Livre II – Le système de propriété d’usage

Partie 3 – Moteurs d’une mobilisation favorable



Le travail, comme source de création de la valeur, peut tout à fait correspondre à une définition nouvelle. Pour les propriétaires du régime féodal lucratif, le travail consiste à mobiliser « leur » capital. Tout autre activité y est niée en tant qu’elle peut devenir une activité productrice de valeur. Nous savons depuis le dévoilement de la nature du régime hybride, que cette définition est fausse, puisque le socialisme du régime hybride, considéré comme improductif, représente l’assurance-vie du système lucratif. Par conséquent, les travailleurs rémunérés par toute les formes de socialisation refoulées par les propriétaires lucratifs sont indispensables à la survie du système capitaliste : ils produisent une valeur essentielle à la survie du capital. Supprimez demain la socialisation, et le capitalisme cessera d’exister : voici le principe du régime hybride. Mais ce n’est pas tout. Une part du travail humain de reproduction matérielle se passe de l’entreprise, lorsqu’on nettoie sa maison, qu’on cuisine un plat, qu’on donne l’amour et la confiance à ses enfants, lorsqu’on fait tous ces petits gestes qui ne comptent pas dans le PIB, mais dont la proportion est somme toute phénoménale. Tout le travail correspondant à la consommation de l’usage doit être considéré comme du travail. Tout le travail non échangé, jusqu’à la respiration, doit être considéré comme du travail inclus dans la société. Même si cette approche fonctionnaliste peut paraître réductrice au premier abord, elle part du besoin de mettre en cohérence la théorie de la valeur travail avec l’action humaine, et permet au final de considérer au plus haut niveau ceux qui sont aujourd’hui marginalisée.

Cette redéfinition nous prouve que le système de propriété mutuelle ne doit en aucun cas nier la part de l’usage direct du travail par tous les membres de la société. Il ne doit pas faire comme si ce travail n’apportait aucune valeur sous prétexte qu’il ne rentrerait dans aucune case. Cette vision doit nous mener logiquement vers le point suivant : doit-on considérer comme travailleuses uniquement les personnes qui mobilisent une des formes de propriété mutuelle ? Non évidemment, et ce raisonnement doit nous pousser vers l’idée de l’inclusion. Tous unis, tous frères ne doit plus être seulement le principe des dimanches catholiques, mais doit s’incarner dans un mode de production concret et macroéconomique.

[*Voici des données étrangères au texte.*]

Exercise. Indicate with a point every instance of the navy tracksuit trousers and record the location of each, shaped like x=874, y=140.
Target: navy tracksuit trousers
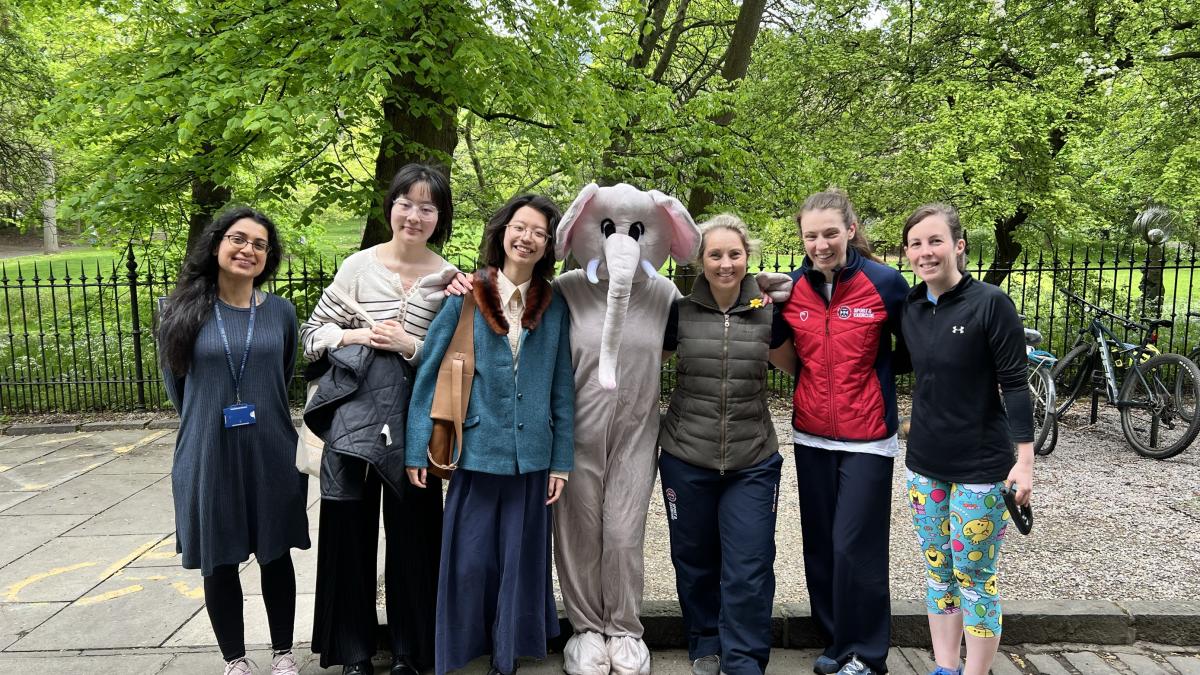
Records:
x=723, y=545
x=845, y=519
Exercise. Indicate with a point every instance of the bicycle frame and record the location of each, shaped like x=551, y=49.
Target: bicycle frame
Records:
x=1104, y=340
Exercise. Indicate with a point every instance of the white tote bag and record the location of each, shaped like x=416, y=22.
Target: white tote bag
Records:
x=309, y=444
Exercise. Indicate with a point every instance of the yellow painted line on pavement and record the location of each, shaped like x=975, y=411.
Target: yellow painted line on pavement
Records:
x=155, y=554
x=117, y=566
x=108, y=596
x=151, y=578
x=187, y=591
x=71, y=438
x=148, y=438
x=13, y=591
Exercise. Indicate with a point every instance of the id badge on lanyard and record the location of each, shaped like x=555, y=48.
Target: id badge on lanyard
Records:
x=239, y=413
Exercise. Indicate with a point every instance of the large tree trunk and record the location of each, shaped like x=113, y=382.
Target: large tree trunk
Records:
x=737, y=61
x=49, y=209
x=408, y=138
x=208, y=198
x=1007, y=248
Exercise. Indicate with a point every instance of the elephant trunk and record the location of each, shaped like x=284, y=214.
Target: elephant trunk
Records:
x=622, y=258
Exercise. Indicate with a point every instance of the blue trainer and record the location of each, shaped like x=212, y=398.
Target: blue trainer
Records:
x=826, y=665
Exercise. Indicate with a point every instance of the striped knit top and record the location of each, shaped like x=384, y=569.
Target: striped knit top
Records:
x=381, y=292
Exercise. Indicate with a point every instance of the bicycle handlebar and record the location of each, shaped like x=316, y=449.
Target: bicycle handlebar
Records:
x=1128, y=323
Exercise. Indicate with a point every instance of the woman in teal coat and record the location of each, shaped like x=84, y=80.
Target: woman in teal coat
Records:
x=517, y=447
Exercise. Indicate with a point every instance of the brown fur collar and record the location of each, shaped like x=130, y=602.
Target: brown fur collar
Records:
x=487, y=297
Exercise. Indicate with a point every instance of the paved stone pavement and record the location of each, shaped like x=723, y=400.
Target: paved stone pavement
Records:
x=90, y=580
x=1060, y=659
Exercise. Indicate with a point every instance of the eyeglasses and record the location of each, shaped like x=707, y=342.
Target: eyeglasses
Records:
x=426, y=211
x=521, y=230
x=240, y=242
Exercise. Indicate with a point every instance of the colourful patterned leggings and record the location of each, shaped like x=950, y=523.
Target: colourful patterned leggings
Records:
x=960, y=527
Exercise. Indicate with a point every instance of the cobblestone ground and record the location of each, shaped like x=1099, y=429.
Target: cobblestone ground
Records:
x=90, y=580
x=1109, y=524
x=1061, y=659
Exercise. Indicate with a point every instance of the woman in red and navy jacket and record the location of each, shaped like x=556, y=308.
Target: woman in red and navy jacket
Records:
x=835, y=334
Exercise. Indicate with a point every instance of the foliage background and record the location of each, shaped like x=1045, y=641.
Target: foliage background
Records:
x=1048, y=124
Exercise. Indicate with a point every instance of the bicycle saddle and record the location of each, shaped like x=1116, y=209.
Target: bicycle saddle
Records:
x=1023, y=517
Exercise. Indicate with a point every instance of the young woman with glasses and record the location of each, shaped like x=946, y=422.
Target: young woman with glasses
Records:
x=227, y=352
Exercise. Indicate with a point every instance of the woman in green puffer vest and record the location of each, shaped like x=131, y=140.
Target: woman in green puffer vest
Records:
x=720, y=463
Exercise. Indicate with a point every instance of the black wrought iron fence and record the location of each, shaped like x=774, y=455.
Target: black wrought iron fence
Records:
x=78, y=336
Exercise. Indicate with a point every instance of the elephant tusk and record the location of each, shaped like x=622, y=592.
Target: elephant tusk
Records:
x=649, y=269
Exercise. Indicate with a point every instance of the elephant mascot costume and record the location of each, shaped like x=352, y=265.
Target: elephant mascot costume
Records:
x=619, y=308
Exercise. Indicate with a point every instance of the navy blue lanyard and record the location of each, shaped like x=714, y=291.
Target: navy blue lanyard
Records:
x=245, y=353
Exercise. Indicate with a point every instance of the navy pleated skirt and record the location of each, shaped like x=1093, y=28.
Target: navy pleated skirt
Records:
x=495, y=592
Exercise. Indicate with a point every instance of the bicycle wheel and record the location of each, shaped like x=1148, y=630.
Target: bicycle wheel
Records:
x=1155, y=420
x=1069, y=376
x=1044, y=413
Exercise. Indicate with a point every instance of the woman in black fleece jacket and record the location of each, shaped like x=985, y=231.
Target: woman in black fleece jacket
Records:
x=967, y=353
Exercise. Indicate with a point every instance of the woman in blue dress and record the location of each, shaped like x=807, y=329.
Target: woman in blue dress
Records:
x=227, y=351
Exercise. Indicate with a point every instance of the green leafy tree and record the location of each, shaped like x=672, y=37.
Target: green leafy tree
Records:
x=214, y=101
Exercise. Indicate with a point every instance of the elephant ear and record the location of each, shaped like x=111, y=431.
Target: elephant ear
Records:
x=565, y=231
x=684, y=232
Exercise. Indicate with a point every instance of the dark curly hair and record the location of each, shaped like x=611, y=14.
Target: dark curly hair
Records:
x=191, y=303
x=493, y=233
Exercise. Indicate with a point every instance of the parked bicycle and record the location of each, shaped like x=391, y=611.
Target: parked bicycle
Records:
x=1194, y=354
x=1155, y=392
x=1042, y=393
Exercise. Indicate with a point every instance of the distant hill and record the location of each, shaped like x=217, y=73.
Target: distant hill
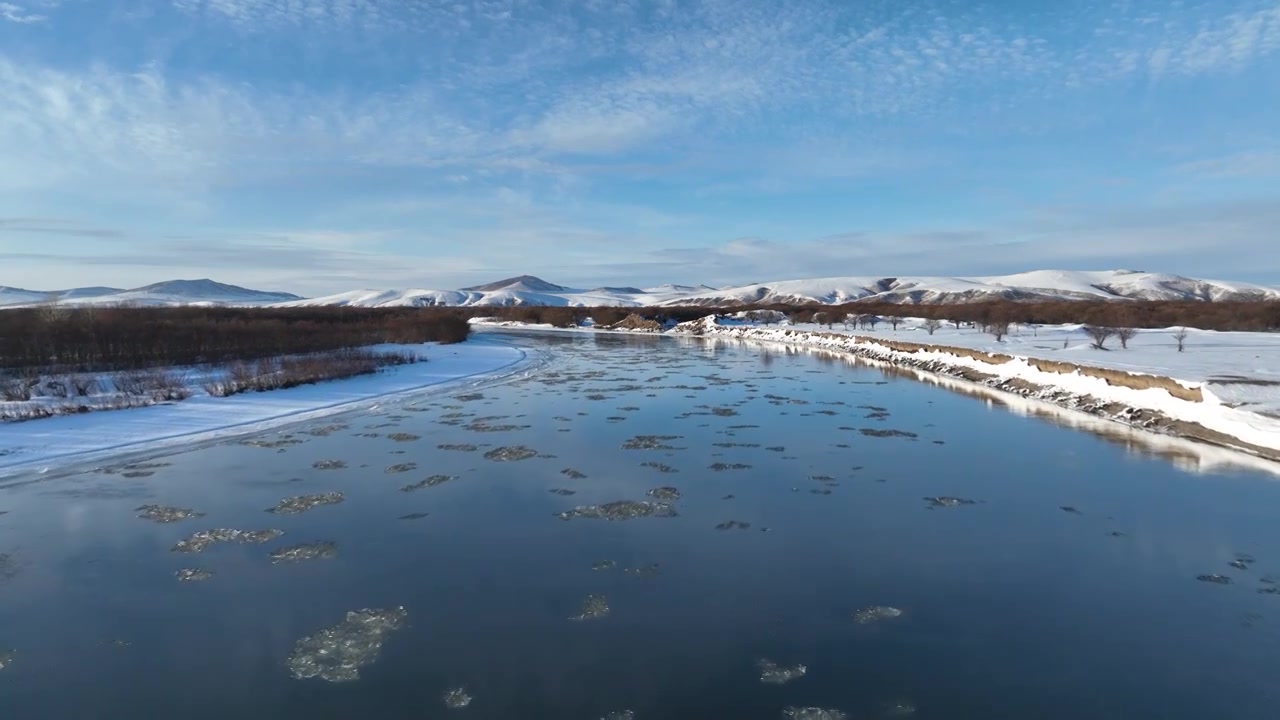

Car l’inclusion revient précisément à ne pas exclure. Cette porte ouverte enfoncée, nous pouvons entrevoir les conséquences qu’elle masquait. Toute personne majeure doit pouvoir vivre de son travail, et nous venons de voir ce qu’était le travail, et combien personne n’y est étranger. Toute personne majeure doit être perçue dans la société comme créatrice de valeur. Or, la création de valeur, bien qu’elle puisse échapper aux comptabilités des PUM, doit mener à une rémunération et n’épargne pas son travailleur de devoir subvenir à sa reproduction matérielle. La consommation de l’usage appelle, comme tout travail, à l’achat de matières premières, de biens de consommation, qui eux, proviennent des valeurs échangeables produites par les PUM. Dans ce cas, le travailleur hors PUM doit régler le coût d’usage des biens ou services qu’il achète. C’est là, précisément, que la monnaie marquée possède un rôle à jouer. Doter chaque travailleur d’une somme dépensable auprès de professionnels conventionnés, y compris lorsqu’il ne fait partie d’aucune PUM, doue ce travailleur d’un pouvoir d’agir à la fois sur sa propre production, et sur les productions conventionnées. Les mauvaises langues diront que s’il ne fait partie d’aucune PUM, alors il coûte de l’argent à la société, mais ce serait mécomprendre les paragraphes que je viens de développer. Considérer toute personne en âge de travailler comme un travailleur ne peut appauvrir la société. La monnaie marquée dépensée fera vivre le producteur conventionné, et permettra au producteur hors PUM d’apporter une part de travail non mesurée mais à coup sûr utile qu’il ne pourrait réaliser sans ce système. Car la valeur travail concerne tout le monde.